Abstract

This volume combines a very readable English translation of a poem called the Hamsasandeśa (A Message for the Goose) with scholarly notes and analyses of key themes. The Hamsasandeśa is part of the popular South Asian genre of ‘messenger poems’, in which the poet addresses words to a messenger such as a bird or cloud for communication to a distant love. In this case the messenger is a goose that has been spotted by lovesick Rāma, who is pining for his wife Sītā. Rāma urges the goose to traverse the landscapes of South India and visit his wife where she is being held captive on the island of Laṅkā. As such the poem is also situated within a vast body of literature relating to these characters and their story, as famously recounted in the Rāmāyana.
The book’s introduction places the poem in its broader literary context, exploring key aspects of the genre of messenger poetry, including its focus on landscape. Hopkins also introduces the author of the poem, a medieval South Indian poet-philosopher in the Vaisnava tradition (in other words, the tradition that views Visnu as the supreme deity). This contextual discussion is very accessible and full of helpful explanations, such as the analogy between regional forms of Sanskrit and the terroir of a wine-grape variety.

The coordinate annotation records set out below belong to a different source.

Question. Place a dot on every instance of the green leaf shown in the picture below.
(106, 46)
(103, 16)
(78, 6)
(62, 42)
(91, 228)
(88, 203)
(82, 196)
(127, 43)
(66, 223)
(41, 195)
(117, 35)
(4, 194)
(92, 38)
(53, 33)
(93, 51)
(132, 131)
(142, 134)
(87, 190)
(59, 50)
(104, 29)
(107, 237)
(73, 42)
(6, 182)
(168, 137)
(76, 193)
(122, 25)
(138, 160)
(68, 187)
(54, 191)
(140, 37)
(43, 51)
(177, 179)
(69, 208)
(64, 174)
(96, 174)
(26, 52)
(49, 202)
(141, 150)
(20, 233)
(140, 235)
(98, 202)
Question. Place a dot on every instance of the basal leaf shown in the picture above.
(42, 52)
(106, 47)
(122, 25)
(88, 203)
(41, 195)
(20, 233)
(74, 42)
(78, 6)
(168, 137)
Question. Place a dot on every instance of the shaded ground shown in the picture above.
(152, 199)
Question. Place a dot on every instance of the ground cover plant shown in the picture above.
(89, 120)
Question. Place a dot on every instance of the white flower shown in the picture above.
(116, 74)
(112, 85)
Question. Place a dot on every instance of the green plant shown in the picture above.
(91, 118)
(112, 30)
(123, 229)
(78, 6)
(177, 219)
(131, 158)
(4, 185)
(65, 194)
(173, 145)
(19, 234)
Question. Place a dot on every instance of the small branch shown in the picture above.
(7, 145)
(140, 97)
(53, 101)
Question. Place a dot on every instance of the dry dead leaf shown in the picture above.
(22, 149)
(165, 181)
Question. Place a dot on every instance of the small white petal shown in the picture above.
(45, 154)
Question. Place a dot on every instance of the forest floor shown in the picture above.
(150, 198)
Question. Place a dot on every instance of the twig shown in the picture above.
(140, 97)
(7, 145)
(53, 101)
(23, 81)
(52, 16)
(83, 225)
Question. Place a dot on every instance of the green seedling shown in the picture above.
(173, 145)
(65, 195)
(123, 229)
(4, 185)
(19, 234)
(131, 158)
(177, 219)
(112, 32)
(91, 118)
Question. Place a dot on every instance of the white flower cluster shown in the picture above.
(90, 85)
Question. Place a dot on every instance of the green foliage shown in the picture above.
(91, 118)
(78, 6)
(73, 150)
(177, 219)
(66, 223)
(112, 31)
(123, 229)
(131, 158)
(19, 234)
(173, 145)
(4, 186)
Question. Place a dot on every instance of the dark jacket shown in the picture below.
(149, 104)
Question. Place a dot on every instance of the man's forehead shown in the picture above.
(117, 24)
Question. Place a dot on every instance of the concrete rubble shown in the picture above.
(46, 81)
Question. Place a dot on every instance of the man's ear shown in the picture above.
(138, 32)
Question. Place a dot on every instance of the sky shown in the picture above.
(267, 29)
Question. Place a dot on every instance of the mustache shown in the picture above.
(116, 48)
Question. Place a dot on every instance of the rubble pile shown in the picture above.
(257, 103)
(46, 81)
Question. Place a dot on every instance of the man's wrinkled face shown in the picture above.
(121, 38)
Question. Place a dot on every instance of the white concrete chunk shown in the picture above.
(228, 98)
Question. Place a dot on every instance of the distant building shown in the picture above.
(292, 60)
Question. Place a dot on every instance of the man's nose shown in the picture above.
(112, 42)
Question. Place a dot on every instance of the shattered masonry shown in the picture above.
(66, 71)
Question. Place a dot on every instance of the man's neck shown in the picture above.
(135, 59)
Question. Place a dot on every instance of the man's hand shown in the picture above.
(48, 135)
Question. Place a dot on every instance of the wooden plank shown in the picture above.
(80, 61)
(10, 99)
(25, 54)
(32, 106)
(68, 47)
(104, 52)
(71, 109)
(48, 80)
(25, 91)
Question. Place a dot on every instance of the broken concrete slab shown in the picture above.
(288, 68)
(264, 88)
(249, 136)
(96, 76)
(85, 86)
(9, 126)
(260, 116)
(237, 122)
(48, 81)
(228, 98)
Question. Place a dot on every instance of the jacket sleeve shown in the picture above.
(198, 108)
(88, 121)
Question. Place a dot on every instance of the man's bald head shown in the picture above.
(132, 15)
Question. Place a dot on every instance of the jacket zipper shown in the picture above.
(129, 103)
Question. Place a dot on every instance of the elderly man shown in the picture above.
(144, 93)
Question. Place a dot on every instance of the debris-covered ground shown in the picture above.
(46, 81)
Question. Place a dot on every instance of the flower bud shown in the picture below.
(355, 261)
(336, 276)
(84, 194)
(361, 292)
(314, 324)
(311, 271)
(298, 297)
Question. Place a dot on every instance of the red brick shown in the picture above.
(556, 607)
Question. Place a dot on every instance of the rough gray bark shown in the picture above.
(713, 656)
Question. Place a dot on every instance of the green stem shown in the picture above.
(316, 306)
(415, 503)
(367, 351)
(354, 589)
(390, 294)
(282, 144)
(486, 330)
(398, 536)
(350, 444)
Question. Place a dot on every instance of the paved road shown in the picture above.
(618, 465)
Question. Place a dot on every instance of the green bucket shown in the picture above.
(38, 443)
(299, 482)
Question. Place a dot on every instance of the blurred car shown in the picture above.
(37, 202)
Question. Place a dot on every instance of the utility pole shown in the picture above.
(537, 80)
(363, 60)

The Introduction closes with an extended reflection on the nature of literary translation, with plentiful examples from the text that reveal the evolution in the author’s approach.
The poem itself is relatively short (43 pages) and is an elegant verse rendering that is a pleasure to read. Extensive notes follow the translation, offering plenty for readers with a more scholarly interest, but out of the way of the general reader. A chapter of thematic commentary on the poem follows, once again treading a careful line between accessibility and scholarly rigour. An Epilogue offers two short poems that speak to the author’s intense experience of translation and intimacy with the poet, and a Glossary provides clear explanations of key terms.
The overall result makes for an excellent introduction to this poem and its wider genre for a non-specialist reader, but also offers some interesting reflections for a scholar or translator working on South Asian literature.